Straus determined those amendments, authored by Sen. Kirk Watson, an Austin Democrat, weren’t germane to the original bill, which was authored by Rep. Eddie Lucio, Jr., a Brownsville Democrat who also took issue with the amendments.
“The amendments were well beyond the scope and were much more substantive than what my bill originally did,” Lucio said from the House floor. “I think it’s clear that we do want to work with our Senate counterparts. However, it should be respected that they stay to the subject matter of the bills we send them.”
Lucio’s original bill merely created an expedited process for government agencies to deny public records without an attorney general opinion, which is usually required.
But Watson’s amendments made sweeping changes to the public records law. Among other things, they would reverse a recent Texas Supreme Court ruling, in Boeing v. Paxton, that essentially made government contracts secret and an attorney general decision that made all dates of birth exempt from release under the Texas Public Information Act.

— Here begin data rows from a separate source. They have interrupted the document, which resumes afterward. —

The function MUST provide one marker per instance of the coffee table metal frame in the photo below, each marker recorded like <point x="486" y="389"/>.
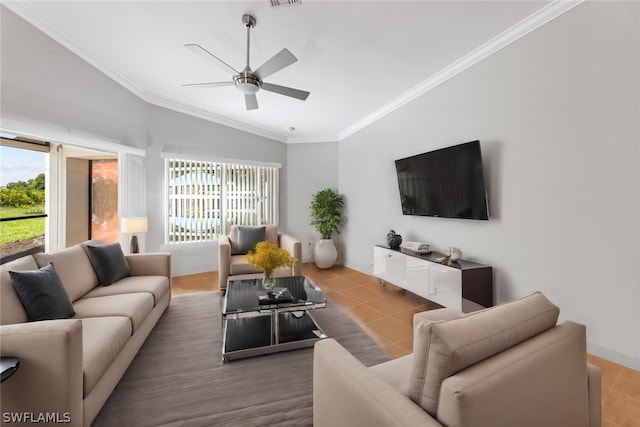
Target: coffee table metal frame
<point x="251" y="329"/>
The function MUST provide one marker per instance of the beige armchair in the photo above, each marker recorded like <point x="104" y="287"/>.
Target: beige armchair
<point x="233" y="248"/>
<point x="505" y="366"/>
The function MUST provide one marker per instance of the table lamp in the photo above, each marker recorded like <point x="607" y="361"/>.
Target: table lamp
<point x="136" y="224"/>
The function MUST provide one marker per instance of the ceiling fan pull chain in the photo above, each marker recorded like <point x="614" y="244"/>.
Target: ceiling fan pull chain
<point x="248" y="41"/>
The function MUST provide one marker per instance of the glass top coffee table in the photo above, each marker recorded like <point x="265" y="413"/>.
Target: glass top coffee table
<point x="255" y="322"/>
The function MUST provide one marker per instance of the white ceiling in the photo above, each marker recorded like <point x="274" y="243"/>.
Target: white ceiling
<point x="359" y="59"/>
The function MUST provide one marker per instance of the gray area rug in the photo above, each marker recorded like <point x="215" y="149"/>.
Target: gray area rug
<point x="178" y="378"/>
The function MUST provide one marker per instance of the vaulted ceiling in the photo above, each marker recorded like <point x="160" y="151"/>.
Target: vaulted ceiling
<point x="358" y="59"/>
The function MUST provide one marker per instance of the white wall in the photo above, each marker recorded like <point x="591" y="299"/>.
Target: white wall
<point x="44" y="82"/>
<point x="312" y="167"/>
<point x="557" y="115"/>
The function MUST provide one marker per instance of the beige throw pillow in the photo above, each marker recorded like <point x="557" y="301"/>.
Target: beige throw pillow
<point x="443" y="348"/>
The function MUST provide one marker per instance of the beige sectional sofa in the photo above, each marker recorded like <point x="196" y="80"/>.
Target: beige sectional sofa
<point x="510" y="365"/>
<point x="69" y="367"/>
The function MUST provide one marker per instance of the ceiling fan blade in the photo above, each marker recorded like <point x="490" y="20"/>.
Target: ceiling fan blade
<point x="287" y="91"/>
<point x="199" y="50"/>
<point x="280" y="60"/>
<point x="206" y="85"/>
<point x="251" y="101"/>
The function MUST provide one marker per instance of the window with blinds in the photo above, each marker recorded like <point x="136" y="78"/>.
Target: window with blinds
<point x="206" y="198"/>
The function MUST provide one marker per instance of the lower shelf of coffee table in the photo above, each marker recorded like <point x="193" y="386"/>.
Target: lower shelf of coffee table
<point x="252" y="336"/>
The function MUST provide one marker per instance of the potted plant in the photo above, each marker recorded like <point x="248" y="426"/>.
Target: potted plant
<point x="326" y="217"/>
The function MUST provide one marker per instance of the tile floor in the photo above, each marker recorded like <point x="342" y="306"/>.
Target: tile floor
<point x="386" y="313"/>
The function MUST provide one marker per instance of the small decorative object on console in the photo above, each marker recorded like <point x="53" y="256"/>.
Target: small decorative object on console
<point x="450" y="255"/>
<point x="454" y="254"/>
<point x="394" y="240"/>
<point x="417" y="247"/>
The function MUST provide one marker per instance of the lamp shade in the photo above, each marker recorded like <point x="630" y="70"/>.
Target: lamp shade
<point x="136" y="224"/>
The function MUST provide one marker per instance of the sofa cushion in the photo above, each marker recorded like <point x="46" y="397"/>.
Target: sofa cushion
<point x="158" y="286"/>
<point x="73" y="267"/>
<point x="135" y="306"/>
<point x="248" y="238"/>
<point x="42" y="294"/>
<point x="109" y="262"/>
<point x="102" y="340"/>
<point x="442" y="348"/>
<point x="11" y="309"/>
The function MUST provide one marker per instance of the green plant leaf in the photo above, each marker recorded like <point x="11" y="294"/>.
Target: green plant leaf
<point x="326" y="212"/>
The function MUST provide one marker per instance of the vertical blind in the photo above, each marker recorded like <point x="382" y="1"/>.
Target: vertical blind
<point x="205" y="198"/>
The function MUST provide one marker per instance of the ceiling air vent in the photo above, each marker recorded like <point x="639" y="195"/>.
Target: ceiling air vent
<point x="278" y="3"/>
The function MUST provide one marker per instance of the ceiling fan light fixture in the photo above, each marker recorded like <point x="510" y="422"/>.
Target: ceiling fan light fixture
<point x="247" y="83"/>
<point x="277" y="3"/>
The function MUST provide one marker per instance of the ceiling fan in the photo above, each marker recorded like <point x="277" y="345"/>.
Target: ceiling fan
<point x="247" y="81"/>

“I have worked and fought all session to protect the rights of Texans to know how their tax dollars are being spent and what government is doing in the name of the people,” Watson said in a statement. “That right ought to be beyond debate. Unfortunately, it’s not and some special interests that want to keep Texans in the dark are winning.”
It’s an ironic setback, considering recent embarrassing contract scandals in Austin and Gov. Greg Abbott’s demand for ethics reform legislation. The disclosure of government contracts are a key deterrent of unethical behavior by public officials who hold sway over which businesses get billions in deals.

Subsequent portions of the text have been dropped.